# rss-miner
A CLI tool that finds RSS feeds from URLs and generates a valid OPML file.
## Features
- 🔍 **Parallel Processing**: Uses Rayon to process multiple URLs concurrently
- ✅ **RSS Feed Validation**: Validates RSS/Atom feeds before including them
- 📝 **OPML Generation**: Creates a valid OPML file compatible with feed readers
- 🎯 **Auto-Discovery**: Finds RSS feeds in HTML link tags and common feed paths
- 🛡️ **Error Handling**: Robust error handling with detailed feedback
## Installation
```bash
cargo build --release
```
## Usage
```bash
rss-miner --input <INPUT_FILE> [--output <OUTPUT_FILE>]
```
### Arguments
- `-i, --input <FILE>`: Input file containing URLs (one per line, required)
- `-o, --output <FILE>`: Output OPML file path (default: `feeds.opml`)
### Example
Create a file `urls.txt` with URLs:
```
https://github.blog
https://stackoverflow.blog
https://www.rust-lang.org/
```
Run the command:
```bash
cargo run -- --input urls.txt --output feeds.opml
```
Or use the compiled binary:
```bash
./target/release/rss-miner --input urls.txt --output feeds.opml
```
### Input File Format
- One URL per line
- Lines starting with `#` are treated as comments and ignored
- Empty lines are ignored
Example:
```
# Tech blogs
https://github.blog
https://stackoverflow.blog
# Programming languages
https://www.rust-lang.org/
https://go.dev/
```
## How It Works
1. **Reads URLs**: Parses the input file to extract URLs
2. **Parallel Processing**: Uses Rayon to process multiple URLs simultaneously
3. **Feed Discovery**: For each URL:
- Fetches the HTML page
- Looks for RSS/Atom feed links in the HTML
- Checks common RSS feed paths (`/feed`, `/rss`, `/feed.xml`, etc.)

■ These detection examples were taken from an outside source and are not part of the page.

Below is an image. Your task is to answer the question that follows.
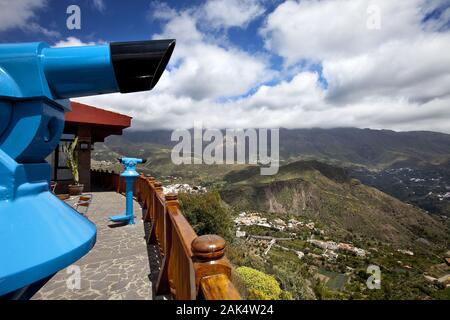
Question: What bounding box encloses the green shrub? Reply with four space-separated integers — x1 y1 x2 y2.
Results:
235 267 283 300
178 191 233 240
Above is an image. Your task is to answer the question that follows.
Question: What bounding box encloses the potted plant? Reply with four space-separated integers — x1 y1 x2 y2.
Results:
63 137 84 196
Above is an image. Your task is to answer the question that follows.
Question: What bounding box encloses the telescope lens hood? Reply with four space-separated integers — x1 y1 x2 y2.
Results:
110 39 175 93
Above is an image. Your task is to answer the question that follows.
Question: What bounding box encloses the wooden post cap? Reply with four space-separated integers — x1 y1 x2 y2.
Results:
191 234 225 260
165 192 178 201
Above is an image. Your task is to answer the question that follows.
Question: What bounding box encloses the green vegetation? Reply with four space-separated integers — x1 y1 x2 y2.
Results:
235 267 292 300
178 191 233 239
92 128 450 299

4. **Validation**: Validates each discovered feed by:
- Attempting to fetch the feed
- Parsing it as RSS or Atom format
5. **OPML Generation**: Creates a valid OPML file with all discovered and validated feeds
## Dependencies
- **clap**: Command-line argument parsing
- **rayon**: Parallel processing
- **reqwest**: HTTP client
- **scraper**: HTML parsing
- **opml**: OPML file generation
- **rss**: RSS feed parsing and validation
- **atom_syndication**: Atom feed parsing and validation
## License
This project is licensed under the MIT License - see the [LICENSE](LICENSE) file for details.